No total, em 2021 diplomaram-se 1.531 estudantes, com destaque pela positiva para o Ensino de Educação Física (390 diplomados) e o de Educação Pré-escolar e ensino do 1º ciclo (298 diplomados).

Os sindicatos de professores têm culpado os sucessivos Governos por não darem aos professores condições de trabalho e salariais que tornem a profissão atrativa para os mais jovens.

“Em 2020/2021, inscreveram-se no 1.º ano dos vários cursos de mestrado que habilitam para a docência 2.324 estudantes”, sendo que os cursos com mais estudantes inscritos foram os de educação Pré-escolar e Ensino do 1º ciclo, seguindo-se o curso de Ensino de Educação Física.

“A procura dos cursos que conferem habilitação profissional para a docência tem vindo a diminuir nos últimos anos e o número de diplomados nesses cursos poderá não ser suficiente para suprir as necessidades futuras de professores”, alerta o estudo.

Faltam psicólogos nas escolas

As escolas têm falta de psicólogos para apoiar os alunos, revela o relatório “Estado da Educação 2021”, que salienta o facto de alguns destes profissionais trabalharem simultaneamente em várias escolas e com diferentes níveis de ensino.

No ano letivo passado, havia um rácio de um psicólogo para 744 alunos, segundo o relatório, que sublinha que tem havido uma “redução progressiva do número médio de alunos por horário de psicólogo equivalente a tempo integral, nos últimos quatro anos, no continente”.

No entanto, este número continua acima do valor máximo definido por várias “organizações internacionais de referência, que sugerem que o rácio não deverá ultrapassar os 500 a 700 alunos por psicólogo”.

O CNE sublinha que o rácio de alunos por psicólogo pode ser determinante para a qualidade dos serviços prestados, com a agravante de “frequentemente a ação destes profissionais se dividir por várias escolas e por diferentes níveis de educação e ensino”.

A situação é bastante melhor nas ilhas: no ano passado, nas escolas açorianas, cada psicólogo tinha, em média, 419 alunos.
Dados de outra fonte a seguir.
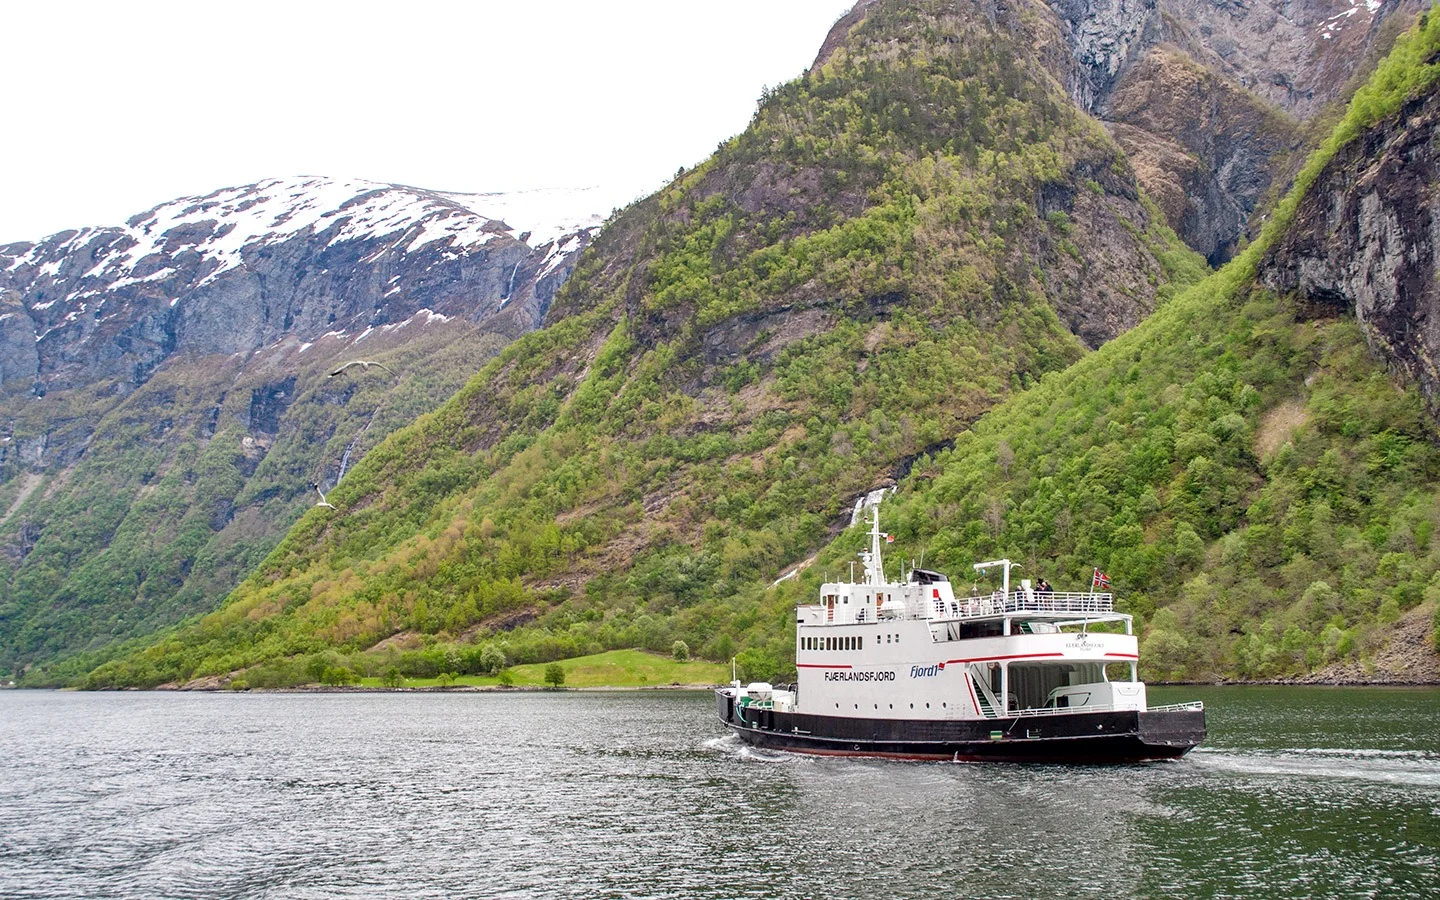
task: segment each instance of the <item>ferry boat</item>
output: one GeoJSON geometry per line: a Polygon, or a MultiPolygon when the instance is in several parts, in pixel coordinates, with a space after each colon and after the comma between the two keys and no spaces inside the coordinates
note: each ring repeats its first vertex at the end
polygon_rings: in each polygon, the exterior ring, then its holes
{"type": "MultiPolygon", "coordinates": [[[[900,759],[1118,763],[1176,758],[1205,737],[1202,703],[1150,706],[1132,618],[1109,592],[1040,592],[1015,564],[957,596],[911,568],[885,580],[880,513],[863,582],[828,582],[796,614],[797,681],[737,680],[721,720],[759,747],[900,759]],[[1112,677],[1113,676],[1113,677],[1112,677]]],[[[1095,587],[1092,581],[1092,588],[1095,587]]]]}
No entanto, nesse ano, houve um aumento médio de 31 alunos por técnico especializado, interrompendo a tendência decrescente dos últimos anos.

Os psicólogos representavam mais de metade dos “Técnicos Especializados” que estão nas escolas, segundo o relatório do CNE, que indica que a maior parte dos 1.509 horários é ocupada por psicólogos (636), seguindo-se os terapeutas da fala (366) e os terapeutas ocupacionais (137).

Professores têm de trabalhar em média até aos 62 para alcançarem topo da carreira

Os professores precisam de trabalhar, em média, 39 anos e ter 62 anos de idade para chegar ao último escalão da carreira.

Há vários anos que os sindicatos denunciam a precariedade dos docentes, conhecidos por “andar com a casa às costas” ao sabor de vagas que abrem nas escolas e de novos contratos de trabalho, assim como a existência de mecanismos que impedem a progressão quando finalmente conseguem ingressar na carreira.

Em média, um professor passa os primeiros 16 anos de trabalho a dar aulas com contratos que se vão sucedendo. Durante esse período, o salário é sempre o mesmo.

Quando finalmente se conseguem vincular aos quadros do Ministério da Educação têm, em média, 47 anos de idade e quase 16 anos de serviço.

Quando chegam ao 4.º escalão deparam-se com quotas e vagas de acesso ao 5.º, o que dificulta a progressão.

No passado ano letivo, um em cada quatro docentes dos quadros (25,4%) estava no 4º escalão, e apenas 6,3% estava no escalão seguinte.

Muitos professores nunca atingem o topo da carreira ou, quando chegam, estão à beira da reforma, segundo os dados do relatório, que mostram que os professores das escolas públicas do continente precisam, em média, de “39 anos de serviço e 62 anos de idade para ascender ao último escalão remuneratório”.

Apesar de serem uma classe envelhecida - a maioria tem mais de 50 anos - apenas 16% estão no 10.º escalão: Os professores portugueses são dos europeus que precisavam de mais anos de serviço para atingir o topo da carreira, segundo o relatório da OCDE “Education at a Glance 2022”.

No início do ano, o ministro da Educação sublinhou, no parlamento, que nove em cada dez docentes tinham progredido dois escalões na carreira desde 2018, apesar de reconhecer que tal não significa que “é tudo uma maravilha e que não há motivo de descontentamento”.

Os salários são um dos motivos que levam os professores a sair à rua e o relatório do CNE diz que “Portugal é também um dos países onde o salário de início de carreira, dos professores do 3º Ciclo do Ensino Básico e ensino secundário, é inferior à média da OCDE”, mas “o salário de topo é superior à média”.

Apesar da precariedade e dos baixos salários, a maioria dos docentes tem uma licenciatura ou um grau equiparado e, na última década, houve um aumento progressivo do número de doutorados ou mestres, refere o CNE.

O envelhecimento da classe docente – quase 22% tem pelo menos 60 anos - e a pouca atratividade da profissão faz com que haja falta de professores, um problema que também se sente entre os docentes do ensino superior.